FAQ – Haben Sie Fragen? Wir antworten gerne.

  • Was ist ein AKL?
    Ein AKL, also ein automatisches Kleinteilelager, lagert kleine Artikel in Behältern, Kartons oder Tablaren und stellt sie automatisiert bereit. Es eignet sich besonders für Unternehmen mit vielen Artikeln und häufigen Ein- und Auslagerungen.
  • Welche Artikel gelten als Kleinteile und welche Größen- oder Gewichtsgrenzen gelten im Kleinteilelager?
    Kleinteile sind handhabbare Artikel, die ein Kleinteilelager in Behältern, Kartons oder Tablaren lagert. Gängig sind Eurobehälter im Format 400 x 300 oder 600 x 400 Millimeter. Typische zulässige Gewichte liegen bei 30kg bzw. 50 kg je Ladehilfsmittel.
  • Was unterscheidet ein manuelles Kleinteilelager von einem automatischen Kleinteilelager?
    Beim manuellen Kleinteilelager entnehmen Mitarbeitende Artikel aus dem Regal und bringen diese zum Kommissionierplatz. Ein automatisches Kleinteilelager transportiert den Lagerbehälter per Fördertechnik zum Arbeitsplatz und führt Einlagerung sowie Auslagerung systemgeführt aus. Das senkt Laufwege und stabilisiert die Prozesssicherheit bei hohen Zugriffszahlen. Insbesondere im Tiefkühllager bei ca. minus 22°C sind die Arbeitsbedingungen im manuellen Lager besonders herausfordernd.
  • Wie ist ein automatisches Kleinteilelager baulich aufgebaut?
    Ein automatisches Kleinteilelager besteht aus hohen Regalen, einer oder mehreren schmalen Gassen und einer angebundenen Fördertechnik. In jeder Gasse fährt meist ein Regalbediengerät, kurz RBG, auf Schienen und bedient die Lagerplätze über die gesamte Höhe. Übergabeplätze verbinden das Regalsystem mit Wareneingang, Kommissionierung und Versand. Shuttle-Systeme verteilen Fahrzeuge auf mehreren Ebenen und benötigen eine andere Regalstruktur.
  • Welche Zugriffszeiten und Durchsatzleistungen erreicht ein automatisches Kleinteilelager?
    Ein automatisches Kleinteilelager stellt Behälter je nach System innerhalb weniger Sekunden bis weniger Minuten bereit. Ein einzelnes Regalbediengerät erreicht je nach Gassenlänge, Höhe und Lastspiel grob 50 bis 120 Doppelspiele pro Stunde. Shuttle-Systeme steigern den Gesamtdurchsatz mit mehreren Fahrzeugen auf mehrere hundert Behälterbewegungen je Stunde. Verbindliche Leistungswerte entstehen erst aus Artikelprofil, Auftragsstruktur und Zahl der Kommissionierplätze.
  • Welche Software benötigt ein AKL?
    Ein automatisiertes Lager benötigt eine Software für die Lagerverwaltung und Anlagensteuerung.

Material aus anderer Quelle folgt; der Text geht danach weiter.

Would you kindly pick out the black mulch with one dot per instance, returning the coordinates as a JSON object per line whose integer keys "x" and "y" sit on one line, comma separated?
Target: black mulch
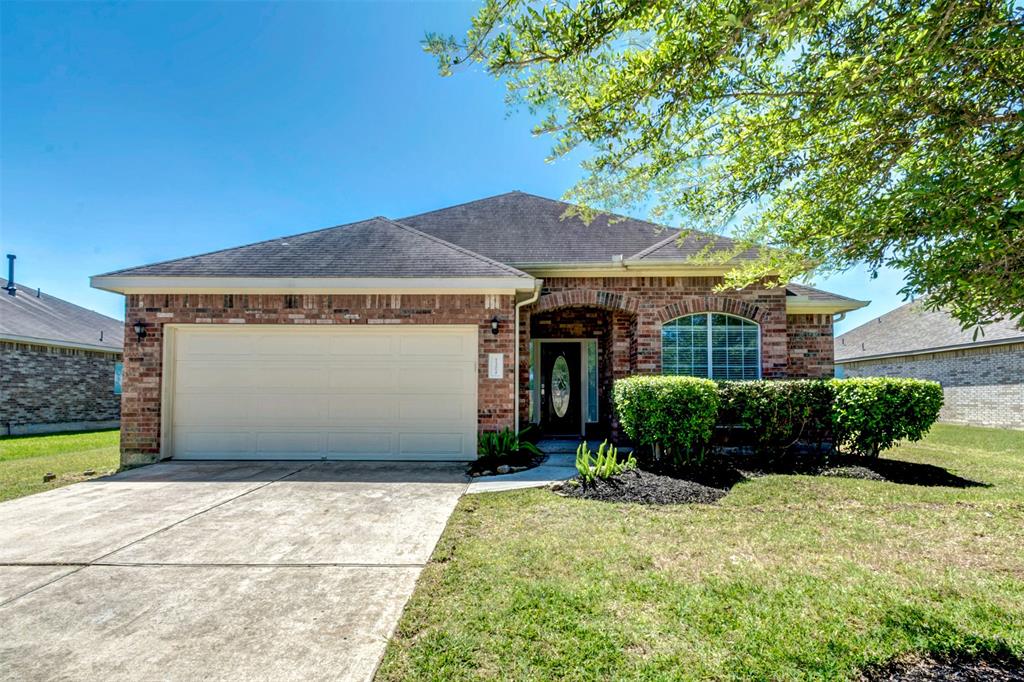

Sie koordiniert Bestände, Lagerplätze und Materialflüsse. Die Software sorgt damit für das Zusammenspiel zwischen Lagertechnik, Fördertechnik und den angebundenen Systemen.
  • Kann ein AKL später erweitert werden?
    Ja, sofern die Anlage entsprechend geplant wurde. Je nach System lassen sich zusätzliche Lagerplätze, Shuttle-Fahrzeuge, Fördertechnik oder Kommissionierplätze integrieren. Autonome Lagerroboter sind besonders flexibel, da keine starre Fördertechnik benötigt wird. Auch die Lagerverwaltung und Anlagensteuerung müssen für die Erweiterung ausgelegt sein.
  • Wie bleibt ein automatisches Kleinteilelager bei Störungen und Wartung verfügbar?
    Die Verfügbarkeit eines automatischen Kleinteilelagers steigt durch Redundanzen, vorbeugende Wartung und klare Abläufe für Störfälle. Mehrere redundante Gassen, Shuttle-Fahrzeuge oder Lagerroboter verhindern, dass eine einzelne Komponente den gesamten Betrieb stoppt. Die Anlagenvisualisierung meldet Störungen frühzeitig und dokumentiert Lagerbewegungen.
  • Was ist besser, ein Regalbediengerät oder ein Shuttle-System?
    Das hängt von Durchsatz, Lagerstruktur, Zugriffshäufigkeit und Kapazitätsanforderungen ab. Eine pauschale Empfehlung gibt es nicht. Die Systemauswahl sollte auf einer Analyse des konkreten Materialflusses basieren.